The 123-minute poorly assembled, ill-conceived showcase of an ageing superstar trying to resurrect his career is nothing short of a vanity fare
Govinda’s voice booms in the climax as he goes, “We all start from zero, take the right decisions and become hero.” Unfortunately, his decision to make Aa Gaya Hero is far from being a wise one. I doubt if there ever was a script for the film. The 123-minute poorly assembled, ill-conceived showcase of an ageing superstar trying to resurrect his career is nothing short of a vanity fare.
The plot is kept simple with the usual clichés and claptraps that will exhibit the Chi Chi swag. The film revolves around an ACP on a mission to catch a terrorist, who laughs like a hyena. For some inexplicable reason, the mission is called Abhinay Chakra (the original title of this film). Add to this a subplot of a bomb blast and suicide of a college girl. Apna hero fights random guys, jumps off cliffs, buildings, cars and keeps on saying ’90s waale heavy-duty dialogues like, “Naam puchhne se pehle diaper toh pehan le. Saaf kya tera baap karega?” or “Hum policewale hai, waiters nahi ki orders ka wait karein.” The bad guys — and there are plenty (Ashutosh Rana, Makarand Deshpande and Murli Sharma) — have been thrown in just to ham. We also have the long forgotten Chandrachur Singh and Harish Kumar (Govinda’s sidekick from Coolie No. 1) in this one.
In between chasing baddies, Govinda gets breathing time that he uses to sing songs, around six of them, and each features a different girl. No two scenes in the films have any connection to one another. Just like Govinda and his director Dipankar Senapati, the audience too will invariably lose the plot.
What’s more, Govinda seems to be competing with Gurmeet Ram Rahim Singh Ji Insan (Messenger of God) for a record on bagging maximum credits — producer, story, screenplay and dialogues. And mind you, at 53, he can still charm you with that million-watt smile, funky dance moves and his colorful costumes, but that’s not enough to pull off a film anymore.

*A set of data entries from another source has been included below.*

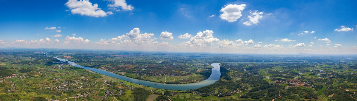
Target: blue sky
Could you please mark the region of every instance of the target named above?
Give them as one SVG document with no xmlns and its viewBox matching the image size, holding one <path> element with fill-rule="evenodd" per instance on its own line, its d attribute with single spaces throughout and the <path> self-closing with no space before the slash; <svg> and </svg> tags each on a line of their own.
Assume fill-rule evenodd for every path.
<svg viewBox="0 0 357 101">
<path fill-rule="evenodd" d="M 356 54 L 356 4 L 1 0 L 0 47 Z"/>
</svg>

Once deemed a hero of the masses, an entire generation has grown up watching his brand of comedy, but it is unfortunate to see the legend making a mockery of himself in this one. I’d rather suggest watching the re-run of his ’90s movies.
As the film ended, the name of Central Board of Film Certification chairman Pahlaj Nihalani appeared in the rolling credits under ‘Special thanks to’. Wonder what that was for.